Me parece recordar que alguna vez usted indicó que se hallaba muy cerca del socialismo.

—Soy socialista, un socialismo particular, es cierto, que consiste exclusivamente en ganar lo que se come y en sentirse prójimo de los explotados.

¿Y los cristianos explotadores?

—El cristiano presidente puede mantener vistas muy claras sobre sí mismo. ¿Teme por sus bienes o teme realmente por la civilización cristiana?

Usted es cristiana. ¿No se dio el baño orientalista, en cierta época?

—Yo fui budista durante más de veinte años; creía en el Karma de los orientales, como otros creen en las Moiras de la mitología. Fui una buena budista, pero evolucioné, así lo creo.

En una de sus respuestas usted mencionó el éxito. ¿O exitismo? ¿Cómo enjuicia este fenómeno sudamericano y yanqui?

—El exitismo sudamericano es algo descomunal. Me conozco muy bien su cara vulgar; la he visto en la condescendencia ante el dinero, ante el poder estatal, ante la mediocridad personal afortunada. De golpe y porrazo, caímos en el bric a-brac de las democracias fabricadas como los carros Ford o el jabón Palmolive.

¿Cómo ve a la clase media chilena, a la que casi todo el mundo pertenece?

—Tenemos que decir muy claro y preciso que la clase media tiene en Chile un aprovisionamiento tan caro de sus necesida­des que en cada trance revolucionario nuestra magra hacienda de país pobre se queda en poder de ella y que a nuestra fabulosa miseria popular solo se aplican las raspas de la marmita estatal… Toda mi vida vi claro en esto y supe que cuanto tenemos en recursos fiscales debe ser aplicado con una prisa quemante a la clase que en Chile no tiene suelo, muro, mesa ni lecho, que no posee sino luz y aire, al pueblo rural.

Si usted quiere, vamos un momento a su zona de preferencias. ¿Música?

—La Canción de Solveig, el Largo, de Haendel; los lieds, de Schumann, y la Patética, de Tchaikovski.

¿Literatura?

—La Biblia y el Dante. Más la Biblia que el Dante. También las leyendas populares, el simple relato, la sencilla poesía del pueblo. Amo mucho toda la literatura popular. Han ejercido asimismo influencia sobre mí Poe y Guerra Junqueiro. Como todos los poetas modernos, he sentido el influjo de Rubén, pero poco en realidad. Rubén me dio la libertad de lengua rítmica. Otro maestro que ha ejercido sobre mí una influencia más sensible ha sido Tagore.

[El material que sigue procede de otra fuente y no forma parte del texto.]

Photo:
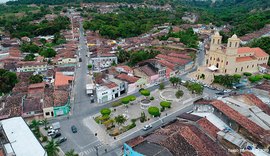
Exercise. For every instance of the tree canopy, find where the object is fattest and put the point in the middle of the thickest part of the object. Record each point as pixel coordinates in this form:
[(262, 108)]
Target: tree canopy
[(7, 81)]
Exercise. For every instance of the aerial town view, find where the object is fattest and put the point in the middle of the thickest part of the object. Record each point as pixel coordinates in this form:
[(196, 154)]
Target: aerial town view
[(134, 78)]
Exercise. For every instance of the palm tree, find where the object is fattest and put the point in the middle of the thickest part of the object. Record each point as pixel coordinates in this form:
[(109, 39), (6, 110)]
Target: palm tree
[(45, 123), (120, 119), (52, 148), (34, 124), (71, 153)]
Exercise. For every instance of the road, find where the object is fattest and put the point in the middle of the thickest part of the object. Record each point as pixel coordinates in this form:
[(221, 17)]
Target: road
[(85, 142)]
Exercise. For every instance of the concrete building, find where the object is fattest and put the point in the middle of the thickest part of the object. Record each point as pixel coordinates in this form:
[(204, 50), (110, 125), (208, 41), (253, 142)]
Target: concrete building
[(103, 61), (230, 59), (17, 139), (31, 66)]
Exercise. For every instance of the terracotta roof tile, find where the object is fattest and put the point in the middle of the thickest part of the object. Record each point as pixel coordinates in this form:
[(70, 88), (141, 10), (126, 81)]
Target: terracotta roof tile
[(61, 79), (249, 125), (256, 101), (244, 59), (208, 127), (126, 77)]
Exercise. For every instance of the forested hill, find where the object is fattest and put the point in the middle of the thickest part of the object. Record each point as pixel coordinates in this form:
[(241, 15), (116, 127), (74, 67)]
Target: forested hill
[(246, 4), (57, 2)]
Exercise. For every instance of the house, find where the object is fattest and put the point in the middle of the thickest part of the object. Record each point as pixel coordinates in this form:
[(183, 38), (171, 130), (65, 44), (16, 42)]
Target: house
[(16, 136), (109, 88), (103, 61), (31, 66), (236, 121), (134, 83)]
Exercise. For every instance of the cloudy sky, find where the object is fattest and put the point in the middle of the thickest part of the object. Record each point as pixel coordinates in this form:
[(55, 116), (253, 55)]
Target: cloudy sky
[(3, 1)]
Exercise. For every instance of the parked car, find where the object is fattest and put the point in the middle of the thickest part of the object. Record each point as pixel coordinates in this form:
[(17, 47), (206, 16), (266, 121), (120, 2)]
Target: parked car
[(56, 135), (147, 127), (220, 93), (74, 129), (61, 140)]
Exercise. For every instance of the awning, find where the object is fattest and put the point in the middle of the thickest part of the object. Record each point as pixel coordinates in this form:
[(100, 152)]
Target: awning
[(213, 68)]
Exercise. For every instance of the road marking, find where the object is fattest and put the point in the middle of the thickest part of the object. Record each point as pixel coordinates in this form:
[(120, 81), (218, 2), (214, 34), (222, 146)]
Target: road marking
[(90, 143)]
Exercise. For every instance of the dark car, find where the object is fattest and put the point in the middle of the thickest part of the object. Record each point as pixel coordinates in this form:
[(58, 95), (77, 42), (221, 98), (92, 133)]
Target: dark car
[(74, 129), (220, 93), (61, 140), (56, 135)]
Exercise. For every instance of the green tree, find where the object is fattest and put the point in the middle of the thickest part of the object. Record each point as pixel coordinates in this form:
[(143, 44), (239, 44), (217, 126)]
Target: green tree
[(7, 81), (71, 153), (52, 148), (89, 66), (29, 57), (145, 92), (154, 111), (161, 86), (165, 104), (105, 112), (36, 79), (120, 119), (142, 117), (179, 94), (49, 52)]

Entre mis influencias españolas he de mencionar a Eduardo Marquina. Una obra que ha ejercido sobre mí gran influencia es El Candelabro de los Siete Brazos, de Cansino Assens. También me he sentido muy removida dentro de mi pesimismo por Valle-Inclán, en lo que tiene de recio, es decir, en sus Comedias Bárbaras. Mis grandes devociones antiguas son los místicos del Siglo de Oro: Santa Teresa de Jesús, Fray Luis de Granada y, por encima de estos, San Juan de la Cruz.

El Dedalus, de James Joyce, es el más extraordinario relato de adolescencia que yo conozca.

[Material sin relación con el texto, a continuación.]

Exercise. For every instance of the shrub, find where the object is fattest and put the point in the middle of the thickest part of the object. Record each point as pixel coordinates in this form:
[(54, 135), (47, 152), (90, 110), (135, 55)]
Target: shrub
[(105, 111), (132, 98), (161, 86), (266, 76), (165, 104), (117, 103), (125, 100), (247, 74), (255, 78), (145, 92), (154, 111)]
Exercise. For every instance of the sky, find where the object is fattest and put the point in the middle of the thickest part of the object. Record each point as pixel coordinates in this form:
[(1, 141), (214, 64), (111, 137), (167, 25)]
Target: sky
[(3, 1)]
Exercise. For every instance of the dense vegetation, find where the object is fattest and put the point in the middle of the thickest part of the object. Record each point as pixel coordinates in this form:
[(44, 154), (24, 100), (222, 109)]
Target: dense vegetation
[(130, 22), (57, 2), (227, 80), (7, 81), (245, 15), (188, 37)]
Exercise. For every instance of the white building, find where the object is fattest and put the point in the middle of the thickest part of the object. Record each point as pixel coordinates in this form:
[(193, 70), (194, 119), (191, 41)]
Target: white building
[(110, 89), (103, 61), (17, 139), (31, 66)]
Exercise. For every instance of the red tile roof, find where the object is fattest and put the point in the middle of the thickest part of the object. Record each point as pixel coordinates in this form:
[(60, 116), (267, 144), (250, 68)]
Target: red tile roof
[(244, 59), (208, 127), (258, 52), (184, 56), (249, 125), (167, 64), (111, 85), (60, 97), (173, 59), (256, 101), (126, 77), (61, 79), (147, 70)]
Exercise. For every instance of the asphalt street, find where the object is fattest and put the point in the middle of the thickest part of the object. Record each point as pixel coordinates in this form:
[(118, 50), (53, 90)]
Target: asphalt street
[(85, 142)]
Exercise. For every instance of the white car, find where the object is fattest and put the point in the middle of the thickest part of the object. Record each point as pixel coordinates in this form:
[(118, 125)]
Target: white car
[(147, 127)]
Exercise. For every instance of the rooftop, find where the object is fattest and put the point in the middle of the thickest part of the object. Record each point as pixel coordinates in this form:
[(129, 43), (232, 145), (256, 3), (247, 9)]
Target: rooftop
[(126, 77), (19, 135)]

¿De dónde surgió su seudónimo? Hay varias historias circulantes.

—Tomé este nombre, GABRIELA MISTRAL, por tres causas. La primera, por devoción a Federico Mistral, al que me gustó sentir hombre de la tierra; la segunda, porque dicho nombre me agradaba eufónicamente, pero, además de eso y por sobre eso, hay otra razón principal que voy a decirle. Es la tercera causa a que me he referido. La creencia general es la de la primera razón apuntada, que he dejado se extienda porque no he hecho nunca rectificaciones y creo que siempre el que se rectifica se acusa un poco.